Plural indefinite articles?

Chalk it up to my limited knowledge of linguistics (that Modern Languages degree was several years ago), but I suspect that English is developing a plural indefinite article.

You know what a definite article is, right? In English it’s ‘the’.

The cat

The bus

The orange

etc. because it refers to a definite thing. It can also refer to a concept or uncountable noun. ‘Love’ vs. ‘the love’ if you like.

And an indefinite article, meaning ‘one’ – and in many languages it’s the same word. In English it started out as ‘an’, related to ‘one’ and the ‘n’ was dropped before a consonant (yes it is that way round. Bite me).

A cat

A bus

An orange (very good example – it was originally ‘a norange’, compare the Spanish ‘naranja’.).
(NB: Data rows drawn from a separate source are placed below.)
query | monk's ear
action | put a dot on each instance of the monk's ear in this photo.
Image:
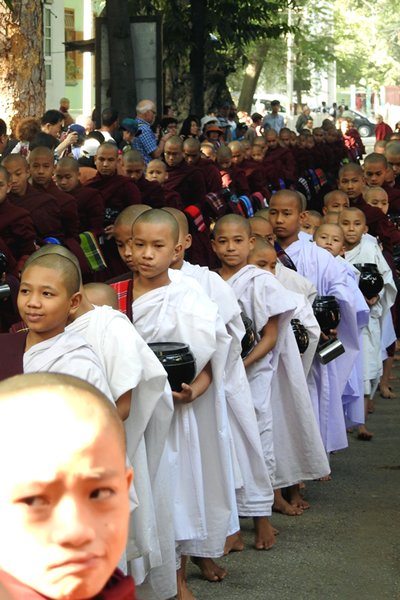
(75, 303)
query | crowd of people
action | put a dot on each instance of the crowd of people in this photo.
(231, 290)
For a plural indefinite article, i.e. more than one cat or bus or orange but not any specific ones, we need to either use the noun bare (‘cats’, ‘buses’ etc) or ‘some’ – some cats are white vis-a-vis the clearly not-true cats are white.

In some languages there is a proper indefinite plural. Spanish and Catalan for example.

un gat – a cat

uns gats – some cats.

una dona – a woman

unes dones – some women. (French doesn’t do this btw despite being related).

But not “a women.”

But, you say, I have seen this. This precise case – “a women.” Also “a grandchildren,” which phrase I saw this morning – something along the lines of “I’m waiting for my son to give me a grandchildren that I can take to children’s shows.” You could just say ‘grandchildren’ or ‘some grandchildren,’ but while non-existent for now the offspring in question are somehow more precise than ‘grandchildren’ – they’re specific.

The indefinite plural is a strange beast, somewhere between singular and plural. “Would you talk like that to a women?” suggests that more than one woman may be involved, as is likely. And it isn’t really the same as ‘some.’ (or ‘not all’); it’s specific in its lack of specificity.

I suspect that instead of being upset when someone apparently spells ‘a woman’ as ‘a women’ (and it isn’t just men who do this, I’ve seen women do it) we should hail it as the possible upsurgence of a plural indefinite article.

Now I’m going to fire up Spotify (other streaming services are available) and listen to a podcasts.